Adjusted earnings per share dipped 2.6 per cent to 51 cents, it said, broadly in line with analysts' forecasts.

Hikma's generics business was also a drag, with a 36 per cent fall in gross profit reflecting lost sales of colchicine after U.S. regulators restricted the sale of the gout medicine to a single supplier, and stronger price competition for generic drugs in the second half.

Chief Executive Said Darwazah told Reuters the impact of the Arab Spring uprisings had been less severe and shorter in duration than the group had forecast.

"Egypt is still showing growth, both for us and the (Middle East and North Africa) market itself is still growing," he said in an interview on Wednesday.

"We guided 7 per cent growth for the whole MENA, while our actual growth was 9.6 per cent driven by strong growth in the second half of the year."

He said that despite the upheaval and the rise in labour costs the political changes would create opportunities.

"[The new governments] will be spending a lot more money on social issues such as healthcare," he said. "Healthcare will definitely benefit, so we are very optimistic about the region."

Hikma moved into Morocco, a market it had long targeted, with a $111 million acquisition in October that will also provide a springboard to extend into West Africa.

The group is now eyeing expansion further north, and Darwazah said Turkey was an interesting longer term opportunity.

"Turkey is strategic for us in the future because it is a market of the size of MENA," he said. "But we really haven't honed in on anything right now."

Darwazah said he was expecting a strong performance in 2012, with revenue growth expected to be about 20 per cent, driven by opportunities in MENA and in the global injectable drugs market.

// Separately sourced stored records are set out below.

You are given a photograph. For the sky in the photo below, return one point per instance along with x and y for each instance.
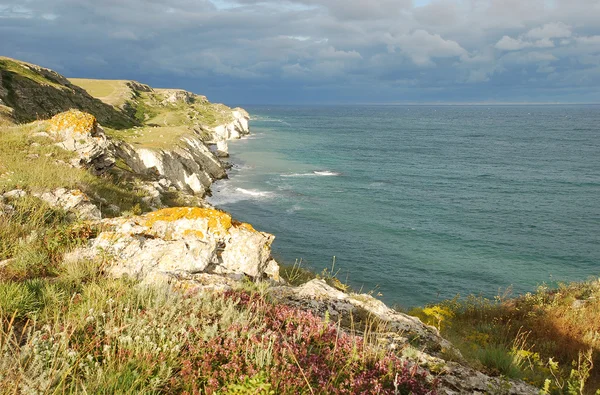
(321, 51)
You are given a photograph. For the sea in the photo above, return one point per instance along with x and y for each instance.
(418, 204)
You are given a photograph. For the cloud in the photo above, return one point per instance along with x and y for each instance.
(550, 30)
(318, 50)
(422, 46)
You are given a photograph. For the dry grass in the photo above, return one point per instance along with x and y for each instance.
(35, 164)
(113, 92)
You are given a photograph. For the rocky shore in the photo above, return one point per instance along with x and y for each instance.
(194, 248)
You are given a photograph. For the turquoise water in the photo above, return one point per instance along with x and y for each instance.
(422, 203)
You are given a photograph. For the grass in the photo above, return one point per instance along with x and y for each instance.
(35, 164)
(163, 124)
(113, 92)
(164, 137)
(13, 67)
(79, 332)
(548, 338)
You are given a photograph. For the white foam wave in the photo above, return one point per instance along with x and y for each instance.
(298, 175)
(322, 173)
(254, 192)
(293, 209)
(326, 173)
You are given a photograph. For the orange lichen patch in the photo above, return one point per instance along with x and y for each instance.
(216, 219)
(238, 224)
(77, 121)
(193, 233)
(109, 236)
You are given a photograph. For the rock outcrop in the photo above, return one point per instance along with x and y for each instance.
(73, 201)
(321, 299)
(182, 241)
(190, 166)
(80, 133)
(403, 333)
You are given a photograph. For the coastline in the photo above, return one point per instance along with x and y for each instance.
(95, 220)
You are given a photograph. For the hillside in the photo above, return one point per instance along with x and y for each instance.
(116, 276)
(34, 92)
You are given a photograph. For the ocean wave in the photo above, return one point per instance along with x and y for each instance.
(326, 173)
(293, 209)
(321, 173)
(254, 193)
(267, 119)
(298, 175)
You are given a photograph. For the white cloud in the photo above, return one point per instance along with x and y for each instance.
(421, 46)
(550, 30)
(512, 44)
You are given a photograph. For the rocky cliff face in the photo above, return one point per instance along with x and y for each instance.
(200, 248)
(181, 242)
(190, 167)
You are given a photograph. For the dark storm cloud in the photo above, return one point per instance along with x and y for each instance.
(320, 50)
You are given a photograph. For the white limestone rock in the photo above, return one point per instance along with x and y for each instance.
(190, 167)
(79, 132)
(182, 241)
(73, 201)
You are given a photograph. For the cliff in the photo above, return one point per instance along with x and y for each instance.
(124, 279)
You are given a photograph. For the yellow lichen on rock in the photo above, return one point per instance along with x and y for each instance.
(193, 233)
(245, 225)
(73, 120)
(217, 220)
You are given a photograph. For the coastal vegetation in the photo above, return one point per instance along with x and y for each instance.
(68, 325)
(550, 337)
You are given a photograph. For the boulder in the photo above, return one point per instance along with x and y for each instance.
(182, 241)
(73, 201)
(79, 132)
(321, 298)
(190, 166)
(407, 335)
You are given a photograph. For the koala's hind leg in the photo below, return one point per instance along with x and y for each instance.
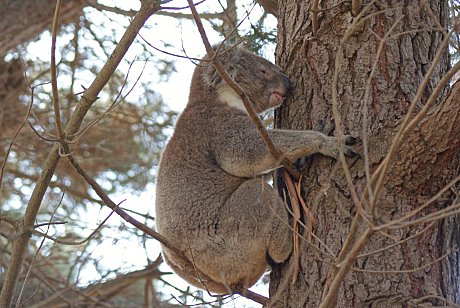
(189, 274)
(258, 214)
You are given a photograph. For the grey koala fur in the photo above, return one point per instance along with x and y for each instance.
(211, 201)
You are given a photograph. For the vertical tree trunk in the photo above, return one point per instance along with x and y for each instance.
(426, 162)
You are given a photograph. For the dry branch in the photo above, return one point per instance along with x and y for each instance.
(148, 8)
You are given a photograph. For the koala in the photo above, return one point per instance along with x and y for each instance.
(211, 200)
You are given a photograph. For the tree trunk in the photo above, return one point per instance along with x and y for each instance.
(381, 56)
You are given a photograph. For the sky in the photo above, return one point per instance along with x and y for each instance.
(162, 31)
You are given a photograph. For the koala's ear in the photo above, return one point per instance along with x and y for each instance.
(228, 59)
(211, 75)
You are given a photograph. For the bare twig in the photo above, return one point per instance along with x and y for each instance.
(18, 302)
(55, 94)
(148, 7)
(252, 114)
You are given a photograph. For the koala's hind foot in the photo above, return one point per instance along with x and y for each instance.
(252, 224)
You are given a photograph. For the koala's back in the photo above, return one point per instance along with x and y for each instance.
(191, 188)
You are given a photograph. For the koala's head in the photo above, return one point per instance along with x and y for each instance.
(262, 81)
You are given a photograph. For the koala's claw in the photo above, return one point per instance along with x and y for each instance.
(350, 140)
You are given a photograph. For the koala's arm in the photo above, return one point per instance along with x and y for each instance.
(245, 154)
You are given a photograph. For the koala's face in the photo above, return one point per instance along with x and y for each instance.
(261, 80)
(264, 83)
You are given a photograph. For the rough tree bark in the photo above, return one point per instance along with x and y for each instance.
(426, 162)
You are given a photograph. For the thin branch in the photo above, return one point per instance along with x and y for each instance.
(76, 243)
(54, 89)
(148, 7)
(16, 134)
(18, 302)
(252, 114)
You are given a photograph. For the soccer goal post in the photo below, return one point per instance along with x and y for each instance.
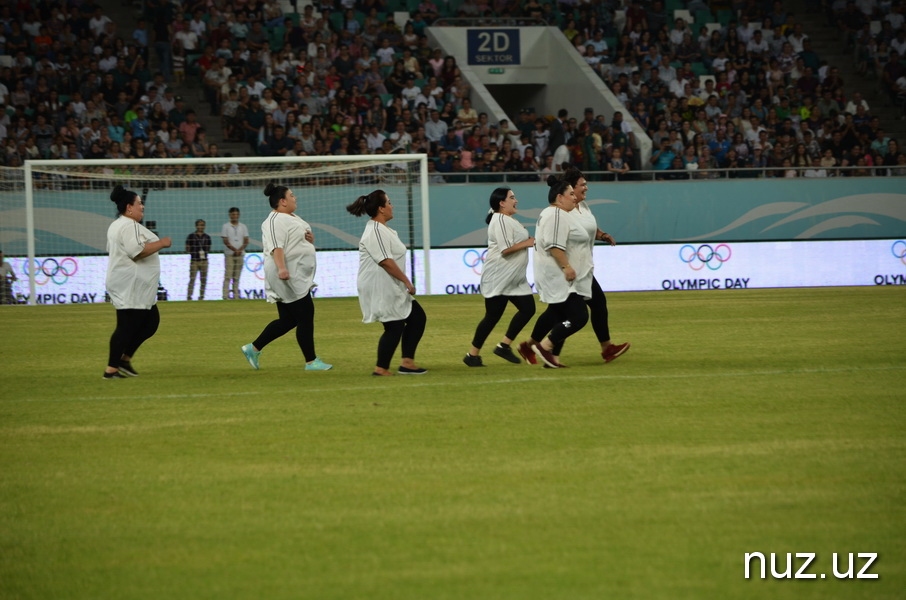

Shares in Hikma, which were at an eight-month high on Tuesday, dipped 0.3 per cent to 770 pence by 0938 GMT, valuing the group at 1.51 billion pounds.

Peel Hunt analyst Paul Cuddon said the strong second half performance in MENA was likely to reassure the market and help the company retain its premium rating relative to global peers.

The group maintained its dividend at 13 cents a share.